For pre-processing numeric variables, a simple normalization should be enough.

While not ideal, for categorical variables, we will binarize the data using the binarizeCategoricalVariable. This function provides two options: includePairwise to compare all classes against all, and a includeLevelVsAll to compare each classes to all others. Here, to limit the number of associations to test, we will only include LevelVsAll comparisons.

However, note that binarization is not optimal, and other test might be more appropriate, such as multinomial logistic regression models.

DIY: First, scale numeric data, and put the results in a new dataframe.

metadataNum <- data.frame("AgeDiagnosis"=scale(metadata$AgeDiagnosis), row.names = rownames(metadata))

DIY: Now, binarize categorical data and add it to the new dataframe.

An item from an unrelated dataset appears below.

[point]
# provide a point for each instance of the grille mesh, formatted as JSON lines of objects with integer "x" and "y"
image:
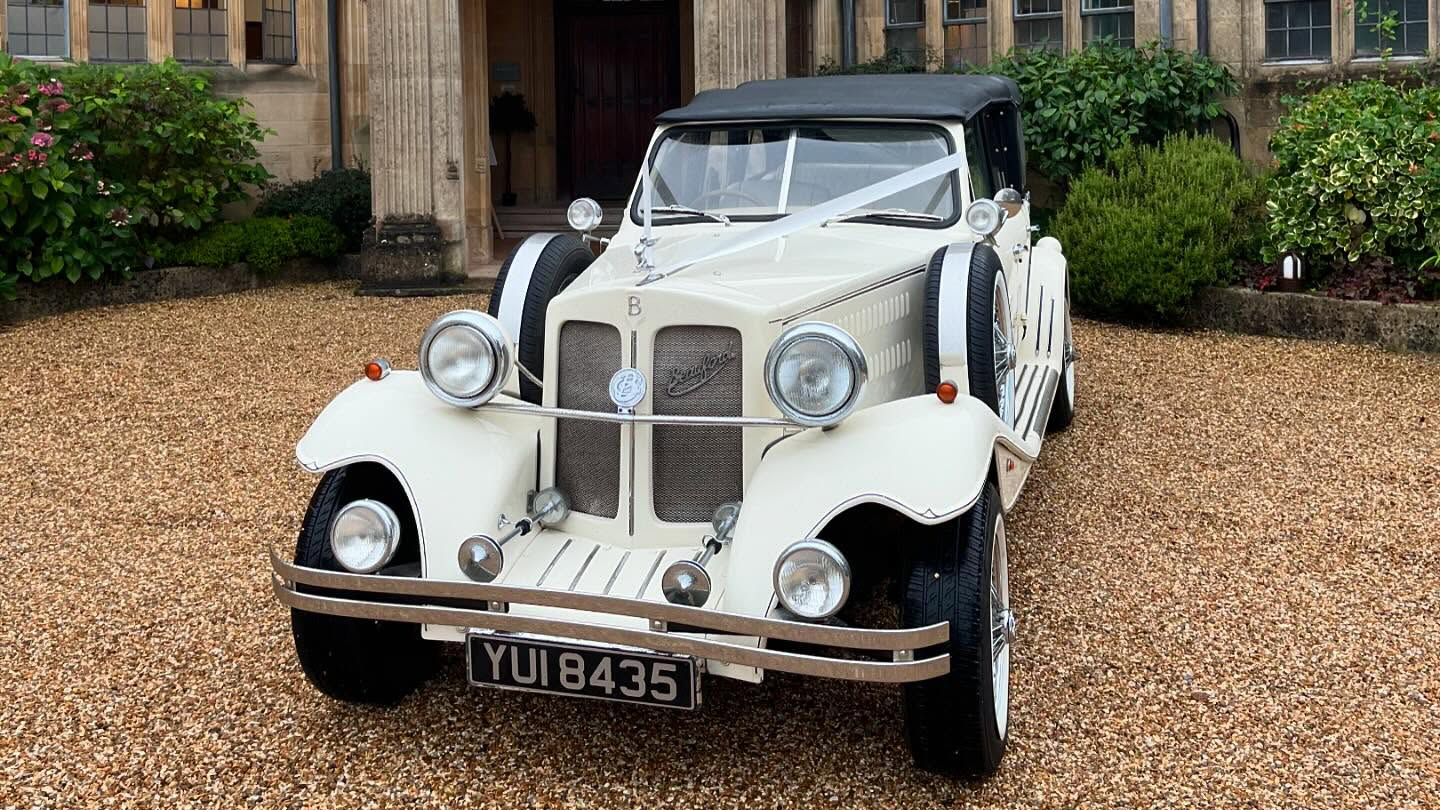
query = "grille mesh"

AnatomicNeoplasm = binarizeCategoricalVariable(metadata$AnatomicNeoplasm,includePairwise = FALSE, includeLevelVsAll = TRUE)
rownames(AnatomicNeoplasm) = rownames(metadata)
metadataNum = cbind(metadataNum, AnatomicNeoplasm)

Do the same for all categorial variables:

# Gender and vital status are already binary
metadataNum$Gender = ifelse(metadata$Gender=="female", 0, 1) 
metadataNum$VitalStatus = ifelse(metadata$VitalStatus=="alive", 1, 0) 

Subtype = binarizeCategoricalVariable(metadata$Subtype,includePairwise = FALSE, includeLevelVsAll = TRUE)
rownames(Subtype) = rownames(metadata)
metadataNum = cbind(metadataNum, Subtype)

# We also include a numeric representation of the subtypes
metadataNum$Subtype = as.numeric(metadata$Subtype)-1

Now we can compute correlations between the modules eigenvectors and the metadata!

DIY: Use the functions cor and corPvalueStudent to compute correlations and associated p-values.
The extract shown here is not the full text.